Cette séquestration par le bois est capitale dans le calcul, à l’horizon des 50 années d’usage. La contribution des panneaux photovoltaïques n’est que de 1095 tonnes CO2 eq en comparaison.

 

Le faible poids du transport et de l’énergie d’usage

 

Le transport, ici fortement réduit, ne joue presque aucun rôle dans l’addition, avec seulement 25 tonnes de CO2 eq. C’est 20 fois moins que le bilan carbone de la construction sur site, qui, elle représente seulement un tiers de l’énergie utilisée en usage (il est vrai que le bâtiment est proche du cercle polaire arctique).

 

Mais cette énergie d’usage ne représente que la moitié du poids carbone des matériaux et de leur production.

 

La façade est un poste lourdement émissif

 

Les architectes répartissent les émissions à la fois par type d’ouvrage et par type de matériau. Comme on pouvait le prévoir, 41% des émissions de la construction se rapportent aux fondations, 25% à la façade, plus 5% pour le toit, soit 76% pour les fondations et l’enveloppe.

 

La structure verticale, ici en bois, ne pèse que 11%, moins que la dalle (14%). Et comme c’était à prévoir, en termes de matériaux, le béton pèse 42% du total des émissions de construction, le verre 23%, le bois 16% devant l’acier (12%). La part du béton étant ramenée aux fondations, on note l’impact du verre qui protège une grande partie de la façade en bois.

 

La prise en compte du carbone biogénique est décisive

 

Bref, la séquestration du carbone par le bois, dans un ouvrage adoptant le bois à large échelle, est capitale pour le bilan carbone. Pour autant, dans les calculs internationaux, cette séquestration n’est pas valorisée, parce que les calculs tablent sur la restitution du carbone dans l’atmosphère a un moment ou à un autre.

 

La RE2020 a voulu prendre en compte le poids de ce carbone biogénique mais elle avance avec prudence. Pourtant, on ne prend même pas en compte que la vente de bois permettant la construction génère la replantation et la captation de carbone sur une longue durée par les parcelles où le bois a été récolté.   

 

Une transposition française possible

 

Si l’on transpose l’équation de White Arkitekter en France, évidemment, on n’arrive pas aux mêmes résultats.
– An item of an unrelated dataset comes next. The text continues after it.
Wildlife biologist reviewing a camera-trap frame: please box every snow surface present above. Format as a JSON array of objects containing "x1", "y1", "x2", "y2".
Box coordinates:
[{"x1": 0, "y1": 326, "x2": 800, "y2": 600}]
Même en tablant sur un mode de construction identique, le coût carbone de la production des matériaux et de leur transport risque d’exploser.

 

Par contre, l’énergie d’usage et la performance des panneaux photovoltaïque sont sans doute comparables en tenant compte des besoins de rafraîchissement, et surtout, la mesure de la séquestration de carbone dans le matériau bois reste la même.

 

Sous réserve d’admettre la méthodologie de l’agence, et en tenant compte de la marge de neutralité calculée pour le bâtiment construit près des forêts boréales, on peut estimer qu’un centre culturel construit en France serait également neutre en carbone. Mais c’est évidemment sans préjuger de l’impact des mesures de protection contre l’incendie qui pourraient être éventuellement préconisées chez nous.